Neither body has completed its work on the second year of the state Budget.
Neither body has finished work on transportation funding bills in spite of the announced “compromise” reached by the Republican leaders of the House and Senate. Both houses seem poised to pass different versions, thus necessitating lengthy negotiating sessions lasting until the last days of the session.
I remain hopeful, but far from certain, that the leadership in both Houses can reconcile their differences before adjournment on February 24. In contrast to last year, it seems that there is broad agreement about the need for a statewide funding stream, plus regional plans in Northern Virginia and Tidewater. So far, except for the Northern Virginia plan, which has be-partisan sponsorship, Democrats have had little input.
Were it not for the Governor’s leadership, with aid Democratic leadership in the House and the Senate, I doubt that we would have more than a limited Northern Virginia proposal to consider.
Since the Senate has passed substantial plans before, only to see them die in the House over the objections of Democrats, the critical votes will take place in the House late this week. If a House plan is passed that addresses the two regional needs and has a strong state-wide component, there may be a majority for some new funding, including transit, that the Governor can sign.
It is important to remember that the Governor has the last word. Therefore, if the proposals are not sufficient, he can propose amendments to them.
Of course, there are many other important issues on our agenda, including many bills to restrict or abolish legal abortion in Virginia. Delegate Bob Marshall of Prince William County is the sponsor of many bills attacking re-productive rights in Virginia. He was the leader of the effort to amend Virginia’s Constitution last year to ban same-sex marriage and civil unions.
Several of Delegate Marshall’s bills will pass the House. The Senate Education and Health Committee will then be the focus of the debate.
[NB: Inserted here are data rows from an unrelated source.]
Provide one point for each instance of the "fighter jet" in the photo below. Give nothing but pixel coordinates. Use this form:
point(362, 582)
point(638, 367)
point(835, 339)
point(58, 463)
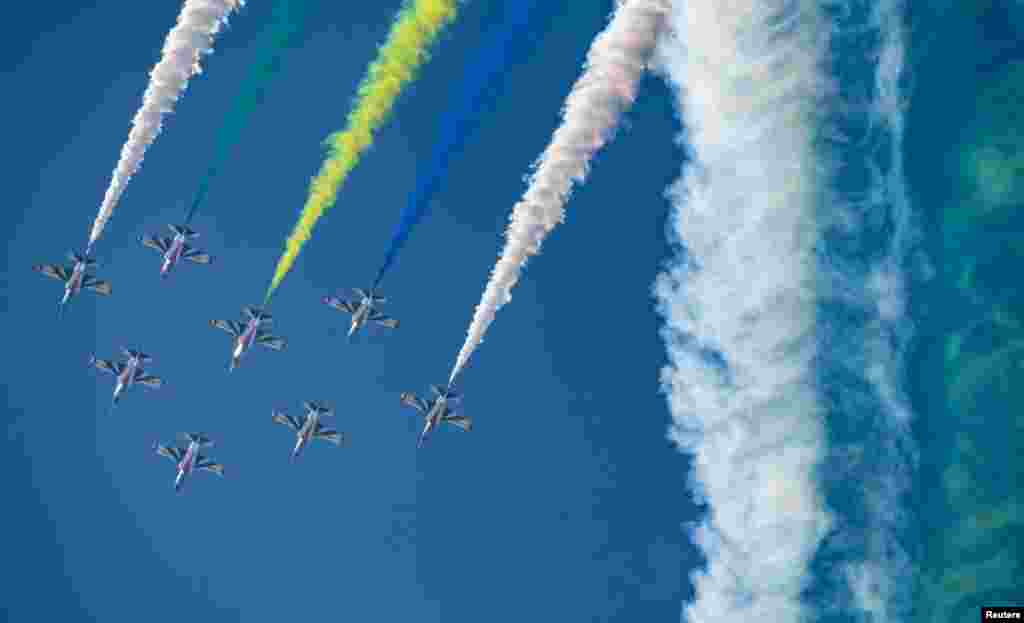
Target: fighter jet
point(176, 248)
point(188, 458)
point(309, 426)
point(361, 309)
point(438, 410)
point(248, 332)
point(128, 373)
point(75, 277)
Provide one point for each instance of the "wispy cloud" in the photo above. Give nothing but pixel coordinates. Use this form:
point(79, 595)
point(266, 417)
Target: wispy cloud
point(784, 309)
point(740, 302)
point(199, 23)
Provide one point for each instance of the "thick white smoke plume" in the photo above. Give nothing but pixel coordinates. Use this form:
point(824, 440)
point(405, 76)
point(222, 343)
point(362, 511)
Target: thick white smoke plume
point(199, 22)
point(740, 307)
point(785, 309)
point(614, 64)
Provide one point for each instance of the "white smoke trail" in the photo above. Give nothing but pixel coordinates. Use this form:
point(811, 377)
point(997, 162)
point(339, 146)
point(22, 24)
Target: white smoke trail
point(740, 307)
point(615, 61)
point(770, 291)
point(199, 22)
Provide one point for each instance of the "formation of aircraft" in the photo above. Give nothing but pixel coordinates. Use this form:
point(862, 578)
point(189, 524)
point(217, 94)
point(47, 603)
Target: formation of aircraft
point(249, 332)
point(75, 277)
point(128, 373)
point(309, 426)
point(175, 249)
point(438, 410)
point(363, 309)
point(188, 459)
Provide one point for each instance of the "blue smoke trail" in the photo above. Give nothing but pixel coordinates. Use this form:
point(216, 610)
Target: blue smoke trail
point(460, 122)
point(289, 19)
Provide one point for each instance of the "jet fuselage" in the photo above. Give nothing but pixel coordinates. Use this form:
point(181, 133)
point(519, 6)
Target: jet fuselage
point(360, 316)
point(74, 285)
point(126, 378)
point(245, 340)
point(434, 416)
point(306, 432)
point(186, 465)
point(173, 254)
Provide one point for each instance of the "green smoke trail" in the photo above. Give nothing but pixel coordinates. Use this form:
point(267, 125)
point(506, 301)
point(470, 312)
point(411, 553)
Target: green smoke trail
point(289, 17)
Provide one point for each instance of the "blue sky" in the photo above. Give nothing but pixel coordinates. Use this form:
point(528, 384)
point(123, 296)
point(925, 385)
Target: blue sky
point(564, 502)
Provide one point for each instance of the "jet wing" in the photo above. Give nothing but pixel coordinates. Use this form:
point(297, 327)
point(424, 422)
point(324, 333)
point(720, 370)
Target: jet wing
point(107, 366)
point(52, 271)
point(151, 381)
point(197, 256)
point(461, 421)
point(208, 465)
point(288, 420)
point(330, 434)
point(97, 285)
point(411, 400)
point(270, 341)
point(232, 327)
point(170, 452)
point(156, 243)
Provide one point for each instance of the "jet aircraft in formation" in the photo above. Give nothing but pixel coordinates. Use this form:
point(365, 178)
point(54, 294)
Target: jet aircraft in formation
point(437, 410)
point(309, 426)
point(175, 249)
point(75, 277)
point(128, 373)
point(363, 309)
point(188, 459)
point(249, 332)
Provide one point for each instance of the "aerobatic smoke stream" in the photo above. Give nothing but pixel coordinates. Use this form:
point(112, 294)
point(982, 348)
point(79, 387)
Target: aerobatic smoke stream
point(614, 64)
point(459, 123)
point(416, 28)
point(740, 306)
point(289, 16)
point(199, 22)
point(770, 315)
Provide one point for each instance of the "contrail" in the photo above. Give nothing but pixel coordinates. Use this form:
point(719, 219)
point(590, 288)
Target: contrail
point(460, 122)
point(199, 22)
point(614, 64)
point(289, 17)
point(774, 301)
point(416, 28)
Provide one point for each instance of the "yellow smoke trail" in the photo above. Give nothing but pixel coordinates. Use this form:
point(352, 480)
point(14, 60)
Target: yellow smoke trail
point(417, 26)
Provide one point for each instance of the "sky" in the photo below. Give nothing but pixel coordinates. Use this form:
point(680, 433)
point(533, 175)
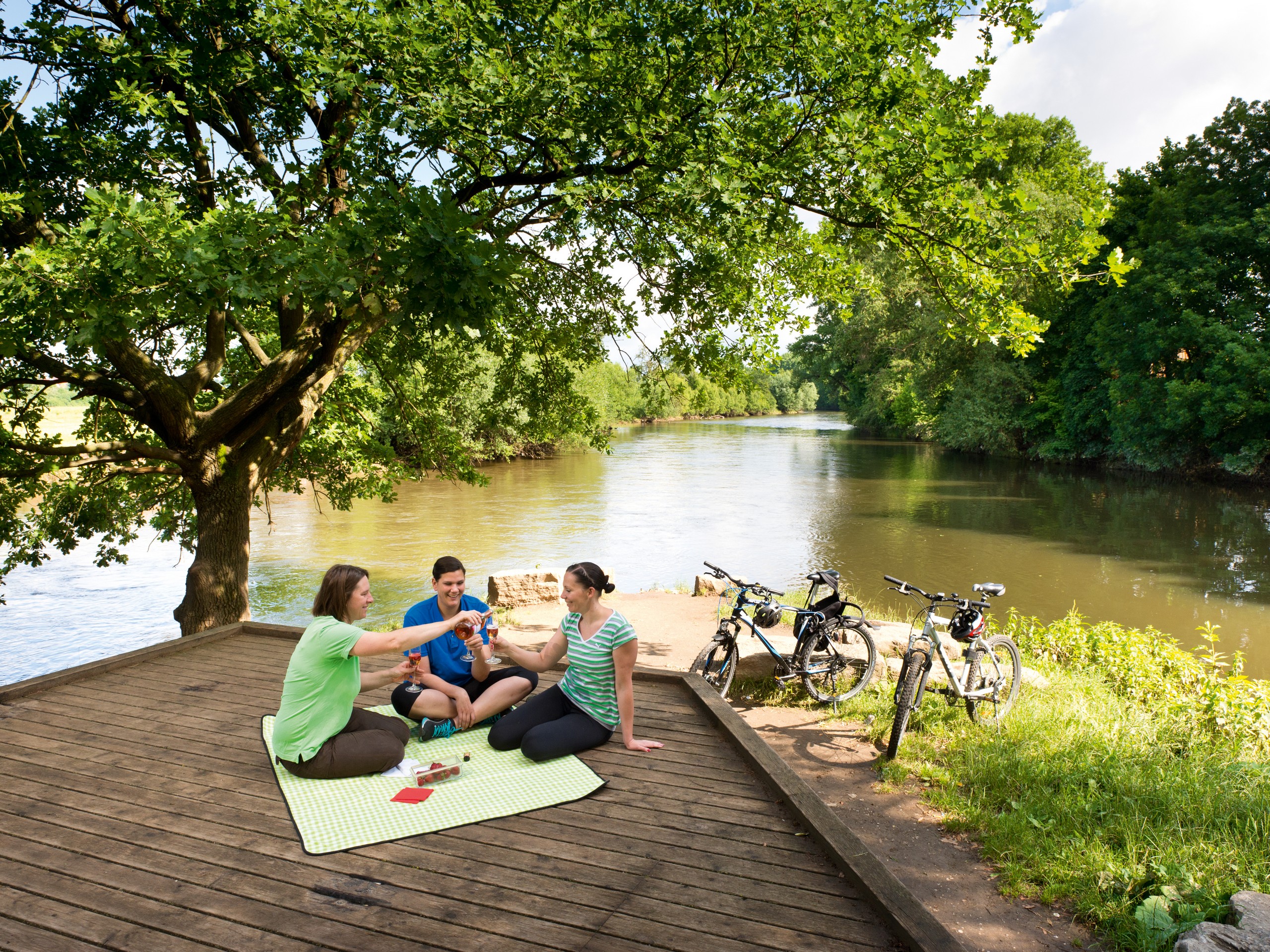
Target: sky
point(1130, 73)
point(1127, 73)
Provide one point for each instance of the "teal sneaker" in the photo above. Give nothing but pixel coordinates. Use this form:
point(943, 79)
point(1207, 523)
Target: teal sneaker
point(430, 729)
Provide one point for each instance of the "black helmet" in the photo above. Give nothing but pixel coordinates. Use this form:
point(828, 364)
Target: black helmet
point(967, 625)
point(767, 615)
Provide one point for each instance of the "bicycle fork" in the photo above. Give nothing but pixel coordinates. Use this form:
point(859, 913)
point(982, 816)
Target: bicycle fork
point(916, 655)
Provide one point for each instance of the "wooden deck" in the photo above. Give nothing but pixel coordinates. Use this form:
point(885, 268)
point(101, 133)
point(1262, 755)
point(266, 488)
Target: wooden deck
point(137, 813)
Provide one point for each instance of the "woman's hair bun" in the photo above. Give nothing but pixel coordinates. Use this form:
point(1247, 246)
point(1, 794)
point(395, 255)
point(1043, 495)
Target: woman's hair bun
point(592, 577)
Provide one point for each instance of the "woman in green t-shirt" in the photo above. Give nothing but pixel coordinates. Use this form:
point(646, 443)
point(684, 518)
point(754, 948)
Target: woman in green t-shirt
point(319, 733)
point(595, 696)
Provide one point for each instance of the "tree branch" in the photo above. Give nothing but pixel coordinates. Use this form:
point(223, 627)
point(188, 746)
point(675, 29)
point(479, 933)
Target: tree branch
point(135, 450)
point(544, 178)
point(214, 355)
point(250, 342)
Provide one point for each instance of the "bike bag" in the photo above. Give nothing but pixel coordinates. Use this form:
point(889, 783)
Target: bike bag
point(831, 606)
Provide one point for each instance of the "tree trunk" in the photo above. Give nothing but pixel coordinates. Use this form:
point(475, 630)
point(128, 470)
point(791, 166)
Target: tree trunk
point(216, 583)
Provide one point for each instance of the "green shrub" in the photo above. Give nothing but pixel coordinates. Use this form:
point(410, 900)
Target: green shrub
point(1189, 691)
point(1133, 790)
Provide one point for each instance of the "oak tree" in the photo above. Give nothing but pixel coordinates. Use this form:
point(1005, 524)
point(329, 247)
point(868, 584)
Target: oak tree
point(234, 211)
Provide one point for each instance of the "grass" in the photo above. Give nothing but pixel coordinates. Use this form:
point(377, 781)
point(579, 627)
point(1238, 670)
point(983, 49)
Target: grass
point(1135, 790)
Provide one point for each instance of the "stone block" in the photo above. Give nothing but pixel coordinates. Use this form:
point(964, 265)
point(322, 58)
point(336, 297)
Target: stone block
point(709, 586)
point(1249, 930)
point(524, 587)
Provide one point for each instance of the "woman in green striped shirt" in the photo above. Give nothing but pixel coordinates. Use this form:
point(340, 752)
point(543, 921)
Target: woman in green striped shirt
point(595, 696)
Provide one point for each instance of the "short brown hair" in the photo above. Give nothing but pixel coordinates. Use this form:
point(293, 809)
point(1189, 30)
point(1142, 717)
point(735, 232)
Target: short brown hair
point(447, 564)
point(337, 588)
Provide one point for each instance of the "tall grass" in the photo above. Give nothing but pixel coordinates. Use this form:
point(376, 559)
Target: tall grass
point(1135, 790)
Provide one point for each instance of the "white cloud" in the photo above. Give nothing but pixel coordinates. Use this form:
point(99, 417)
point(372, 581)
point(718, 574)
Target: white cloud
point(1130, 73)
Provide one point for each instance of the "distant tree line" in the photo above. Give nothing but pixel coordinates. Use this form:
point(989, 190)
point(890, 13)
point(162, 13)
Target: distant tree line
point(1167, 372)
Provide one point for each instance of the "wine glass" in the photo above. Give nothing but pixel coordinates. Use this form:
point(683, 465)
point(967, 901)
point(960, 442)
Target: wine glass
point(492, 633)
point(464, 631)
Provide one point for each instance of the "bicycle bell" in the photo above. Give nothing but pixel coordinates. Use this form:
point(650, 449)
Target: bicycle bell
point(767, 615)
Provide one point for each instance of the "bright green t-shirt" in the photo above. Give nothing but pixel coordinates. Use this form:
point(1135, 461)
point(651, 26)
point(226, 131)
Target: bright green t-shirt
point(319, 690)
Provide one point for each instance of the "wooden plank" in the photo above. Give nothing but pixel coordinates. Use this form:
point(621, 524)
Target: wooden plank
point(181, 927)
point(587, 865)
point(892, 899)
point(658, 904)
point(19, 937)
point(65, 919)
point(325, 913)
point(683, 851)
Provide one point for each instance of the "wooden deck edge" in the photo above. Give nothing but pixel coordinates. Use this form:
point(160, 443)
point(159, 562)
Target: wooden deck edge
point(21, 688)
point(286, 633)
point(911, 921)
point(264, 630)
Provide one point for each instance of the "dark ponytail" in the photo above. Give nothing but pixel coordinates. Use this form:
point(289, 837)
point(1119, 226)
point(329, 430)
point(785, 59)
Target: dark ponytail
point(592, 577)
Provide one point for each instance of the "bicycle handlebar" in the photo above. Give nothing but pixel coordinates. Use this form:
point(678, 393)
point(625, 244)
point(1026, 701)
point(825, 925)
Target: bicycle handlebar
point(738, 583)
point(938, 597)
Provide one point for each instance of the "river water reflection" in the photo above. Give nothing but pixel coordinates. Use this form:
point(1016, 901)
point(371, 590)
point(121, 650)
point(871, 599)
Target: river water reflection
point(769, 498)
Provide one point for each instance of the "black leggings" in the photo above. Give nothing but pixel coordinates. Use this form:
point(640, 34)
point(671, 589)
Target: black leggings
point(548, 726)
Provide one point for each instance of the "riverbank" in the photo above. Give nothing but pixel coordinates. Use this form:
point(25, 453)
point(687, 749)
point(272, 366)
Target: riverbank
point(1132, 794)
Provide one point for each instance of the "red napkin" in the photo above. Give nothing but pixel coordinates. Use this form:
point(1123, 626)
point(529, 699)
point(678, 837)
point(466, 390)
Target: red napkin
point(412, 795)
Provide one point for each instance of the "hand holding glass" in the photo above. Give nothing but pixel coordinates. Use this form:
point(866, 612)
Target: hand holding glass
point(492, 633)
point(464, 631)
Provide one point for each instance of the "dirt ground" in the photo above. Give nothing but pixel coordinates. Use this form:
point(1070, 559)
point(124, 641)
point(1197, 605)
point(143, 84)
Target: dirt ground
point(837, 761)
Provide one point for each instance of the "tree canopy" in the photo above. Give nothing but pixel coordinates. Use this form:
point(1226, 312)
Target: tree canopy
point(243, 224)
point(1167, 371)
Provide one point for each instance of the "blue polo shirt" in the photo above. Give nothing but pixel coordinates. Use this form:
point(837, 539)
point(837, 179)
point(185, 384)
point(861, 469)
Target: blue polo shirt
point(444, 653)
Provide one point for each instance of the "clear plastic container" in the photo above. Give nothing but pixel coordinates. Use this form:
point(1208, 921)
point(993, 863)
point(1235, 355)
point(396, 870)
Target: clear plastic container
point(440, 771)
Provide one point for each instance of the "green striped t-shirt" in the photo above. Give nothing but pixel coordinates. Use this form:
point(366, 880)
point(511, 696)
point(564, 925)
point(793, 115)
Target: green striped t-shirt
point(590, 679)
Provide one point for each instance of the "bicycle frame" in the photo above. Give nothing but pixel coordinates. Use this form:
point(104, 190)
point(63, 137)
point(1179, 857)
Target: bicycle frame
point(958, 688)
point(738, 615)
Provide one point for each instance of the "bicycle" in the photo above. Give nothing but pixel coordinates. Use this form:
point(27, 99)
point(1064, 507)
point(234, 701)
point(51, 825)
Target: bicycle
point(980, 686)
point(833, 654)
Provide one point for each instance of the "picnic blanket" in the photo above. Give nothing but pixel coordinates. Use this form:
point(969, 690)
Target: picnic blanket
point(359, 812)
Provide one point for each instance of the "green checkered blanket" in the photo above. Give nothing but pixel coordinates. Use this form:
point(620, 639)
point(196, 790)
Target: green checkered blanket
point(359, 812)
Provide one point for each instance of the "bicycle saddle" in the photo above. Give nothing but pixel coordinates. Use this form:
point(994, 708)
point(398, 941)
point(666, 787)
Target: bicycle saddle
point(825, 577)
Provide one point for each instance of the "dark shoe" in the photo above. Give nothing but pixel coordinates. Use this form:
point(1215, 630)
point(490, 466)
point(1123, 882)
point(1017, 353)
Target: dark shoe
point(430, 729)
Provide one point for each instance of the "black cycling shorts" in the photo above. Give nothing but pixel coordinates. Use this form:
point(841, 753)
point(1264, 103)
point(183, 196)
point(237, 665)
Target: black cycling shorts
point(405, 692)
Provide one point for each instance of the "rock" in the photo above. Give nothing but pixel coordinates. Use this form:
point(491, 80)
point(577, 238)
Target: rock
point(525, 587)
point(1249, 930)
point(709, 586)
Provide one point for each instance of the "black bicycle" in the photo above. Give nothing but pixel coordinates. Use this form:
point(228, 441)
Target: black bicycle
point(992, 670)
point(833, 653)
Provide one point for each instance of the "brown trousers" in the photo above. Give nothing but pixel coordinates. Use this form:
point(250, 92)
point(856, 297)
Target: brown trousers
point(370, 743)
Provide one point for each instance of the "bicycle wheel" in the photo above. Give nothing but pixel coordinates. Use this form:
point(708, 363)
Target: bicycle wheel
point(910, 678)
point(837, 664)
point(718, 665)
point(983, 674)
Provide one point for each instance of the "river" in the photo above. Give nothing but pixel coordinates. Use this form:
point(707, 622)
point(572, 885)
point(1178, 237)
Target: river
point(770, 498)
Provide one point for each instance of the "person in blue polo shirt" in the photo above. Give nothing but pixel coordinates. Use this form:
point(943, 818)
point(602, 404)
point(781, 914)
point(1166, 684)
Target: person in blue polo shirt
point(450, 695)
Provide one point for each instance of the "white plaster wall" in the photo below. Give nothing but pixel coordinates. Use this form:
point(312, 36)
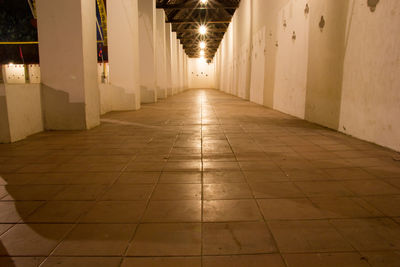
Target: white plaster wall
point(124, 69)
point(291, 59)
point(62, 64)
point(68, 59)
point(258, 67)
point(147, 38)
point(24, 110)
point(103, 68)
point(4, 125)
point(175, 66)
point(168, 49)
point(201, 73)
point(370, 106)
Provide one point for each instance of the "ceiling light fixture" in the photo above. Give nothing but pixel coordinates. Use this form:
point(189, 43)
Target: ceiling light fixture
point(202, 29)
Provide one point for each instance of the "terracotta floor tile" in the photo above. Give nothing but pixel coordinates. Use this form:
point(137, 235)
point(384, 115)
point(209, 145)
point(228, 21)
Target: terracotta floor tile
point(173, 211)
point(383, 258)
point(199, 173)
point(276, 190)
point(82, 262)
point(21, 261)
point(14, 211)
point(115, 212)
point(325, 260)
point(80, 192)
point(59, 212)
point(227, 191)
point(128, 192)
point(162, 262)
point(307, 236)
point(261, 260)
point(345, 207)
point(223, 177)
point(177, 191)
point(181, 177)
point(370, 234)
point(230, 210)
point(32, 239)
point(289, 209)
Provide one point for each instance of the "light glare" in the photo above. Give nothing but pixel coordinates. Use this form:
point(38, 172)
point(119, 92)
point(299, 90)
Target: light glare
point(203, 29)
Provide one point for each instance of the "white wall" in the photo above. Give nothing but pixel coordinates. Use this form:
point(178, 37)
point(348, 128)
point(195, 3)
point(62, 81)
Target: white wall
point(147, 39)
point(201, 74)
point(370, 107)
point(68, 58)
point(291, 59)
point(168, 50)
point(161, 55)
point(344, 76)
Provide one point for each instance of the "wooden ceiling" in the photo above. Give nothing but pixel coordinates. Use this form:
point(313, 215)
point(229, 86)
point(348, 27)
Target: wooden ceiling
point(186, 17)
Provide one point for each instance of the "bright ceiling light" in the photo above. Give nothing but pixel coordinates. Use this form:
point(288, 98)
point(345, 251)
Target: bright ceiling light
point(203, 29)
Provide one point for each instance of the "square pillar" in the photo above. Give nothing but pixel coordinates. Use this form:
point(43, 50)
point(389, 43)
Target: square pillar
point(68, 62)
point(147, 37)
point(161, 53)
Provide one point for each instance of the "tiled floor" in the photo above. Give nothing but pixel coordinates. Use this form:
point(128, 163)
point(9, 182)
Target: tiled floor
point(199, 179)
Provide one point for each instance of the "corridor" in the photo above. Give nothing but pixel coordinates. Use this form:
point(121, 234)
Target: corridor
point(200, 179)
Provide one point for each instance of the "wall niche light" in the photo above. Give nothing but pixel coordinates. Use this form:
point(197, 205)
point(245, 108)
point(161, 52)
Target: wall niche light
point(372, 4)
point(322, 23)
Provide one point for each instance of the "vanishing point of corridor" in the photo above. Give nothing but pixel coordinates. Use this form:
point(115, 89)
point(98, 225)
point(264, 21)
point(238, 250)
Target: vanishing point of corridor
point(200, 179)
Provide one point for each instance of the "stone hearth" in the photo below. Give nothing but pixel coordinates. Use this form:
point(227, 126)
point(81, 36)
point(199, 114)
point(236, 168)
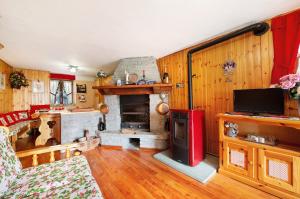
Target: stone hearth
point(157, 137)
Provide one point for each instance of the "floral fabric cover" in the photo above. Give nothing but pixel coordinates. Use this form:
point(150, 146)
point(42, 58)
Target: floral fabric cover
point(69, 178)
point(10, 165)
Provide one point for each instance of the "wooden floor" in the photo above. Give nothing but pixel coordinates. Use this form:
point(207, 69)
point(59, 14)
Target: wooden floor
point(136, 174)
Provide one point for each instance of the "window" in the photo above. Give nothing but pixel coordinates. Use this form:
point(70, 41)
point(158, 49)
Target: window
point(61, 92)
point(298, 61)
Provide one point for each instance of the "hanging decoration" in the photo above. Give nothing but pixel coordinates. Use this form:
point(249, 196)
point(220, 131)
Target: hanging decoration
point(228, 68)
point(17, 79)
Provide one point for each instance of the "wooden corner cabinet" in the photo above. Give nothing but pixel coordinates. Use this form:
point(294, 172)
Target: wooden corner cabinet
point(274, 169)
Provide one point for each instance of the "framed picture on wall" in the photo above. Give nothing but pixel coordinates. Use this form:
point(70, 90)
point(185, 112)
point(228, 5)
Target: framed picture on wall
point(38, 86)
point(82, 98)
point(2, 81)
point(81, 88)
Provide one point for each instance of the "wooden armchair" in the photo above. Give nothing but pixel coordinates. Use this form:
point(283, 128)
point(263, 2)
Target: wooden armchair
point(67, 148)
point(68, 178)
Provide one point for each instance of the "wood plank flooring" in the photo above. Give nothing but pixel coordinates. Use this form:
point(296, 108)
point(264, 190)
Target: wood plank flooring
point(136, 174)
point(123, 174)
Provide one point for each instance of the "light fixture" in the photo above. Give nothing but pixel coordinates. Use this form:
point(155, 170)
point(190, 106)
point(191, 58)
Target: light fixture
point(73, 69)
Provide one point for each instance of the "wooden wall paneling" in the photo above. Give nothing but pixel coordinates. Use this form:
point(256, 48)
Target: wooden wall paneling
point(176, 67)
point(254, 58)
point(6, 95)
point(92, 97)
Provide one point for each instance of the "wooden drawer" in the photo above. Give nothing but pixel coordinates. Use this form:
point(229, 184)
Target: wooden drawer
point(240, 159)
point(279, 169)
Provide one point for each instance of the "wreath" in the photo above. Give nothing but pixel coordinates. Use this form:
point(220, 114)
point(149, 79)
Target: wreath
point(17, 80)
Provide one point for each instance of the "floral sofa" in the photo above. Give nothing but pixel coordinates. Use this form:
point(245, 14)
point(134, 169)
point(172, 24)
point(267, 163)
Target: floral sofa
point(68, 178)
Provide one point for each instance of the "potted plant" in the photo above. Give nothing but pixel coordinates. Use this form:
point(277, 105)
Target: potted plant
point(17, 80)
point(291, 83)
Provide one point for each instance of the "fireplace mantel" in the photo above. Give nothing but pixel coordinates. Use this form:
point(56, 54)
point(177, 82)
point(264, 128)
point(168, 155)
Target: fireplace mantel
point(133, 89)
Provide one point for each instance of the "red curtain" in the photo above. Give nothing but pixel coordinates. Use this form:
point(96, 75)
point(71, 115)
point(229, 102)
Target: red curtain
point(62, 76)
point(286, 40)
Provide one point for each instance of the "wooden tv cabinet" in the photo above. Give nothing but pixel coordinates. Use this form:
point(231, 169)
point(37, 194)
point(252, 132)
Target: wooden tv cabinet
point(274, 169)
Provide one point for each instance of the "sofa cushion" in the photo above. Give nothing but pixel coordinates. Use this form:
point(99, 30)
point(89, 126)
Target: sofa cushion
point(47, 177)
point(10, 165)
point(3, 120)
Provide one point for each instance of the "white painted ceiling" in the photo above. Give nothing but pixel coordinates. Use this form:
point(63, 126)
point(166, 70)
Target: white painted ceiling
point(52, 34)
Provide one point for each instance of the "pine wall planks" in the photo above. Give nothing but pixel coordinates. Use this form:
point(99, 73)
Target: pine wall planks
point(6, 95)
point(254, 58)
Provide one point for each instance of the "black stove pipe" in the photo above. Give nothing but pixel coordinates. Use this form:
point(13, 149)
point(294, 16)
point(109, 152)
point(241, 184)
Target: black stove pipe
point(258, 29)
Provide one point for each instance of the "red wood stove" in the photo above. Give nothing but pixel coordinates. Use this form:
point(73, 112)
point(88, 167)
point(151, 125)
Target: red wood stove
point(187, 136)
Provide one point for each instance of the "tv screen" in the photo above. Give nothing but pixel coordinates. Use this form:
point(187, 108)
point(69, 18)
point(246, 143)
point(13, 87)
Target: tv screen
point(256, 101)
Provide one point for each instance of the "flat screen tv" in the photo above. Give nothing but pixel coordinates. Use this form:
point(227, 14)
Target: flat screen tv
point(259, 101)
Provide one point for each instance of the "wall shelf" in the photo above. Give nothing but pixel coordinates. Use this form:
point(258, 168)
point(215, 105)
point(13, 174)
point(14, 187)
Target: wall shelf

In the past, that committee has killed several far-reaching restriction proposals by 1 or 2 votes. A lot of national attention will focus again on the Virginia and lead to important debates in the campaign season in the fall.
Barack Obama in Virginia
Senator Barack Obama will be the featured speaker in Richmond on February 17 at the annual Jefferson-Jackson Day Dinner. It now appears that this fundraising event for the Virginia Democratic Party will be largest in the history of the state, and will focus national media attention on Virginia, not unlike Senator Jim Webb’s victory in Virginia. I am looking forward to hearing and seeing Senator Obama.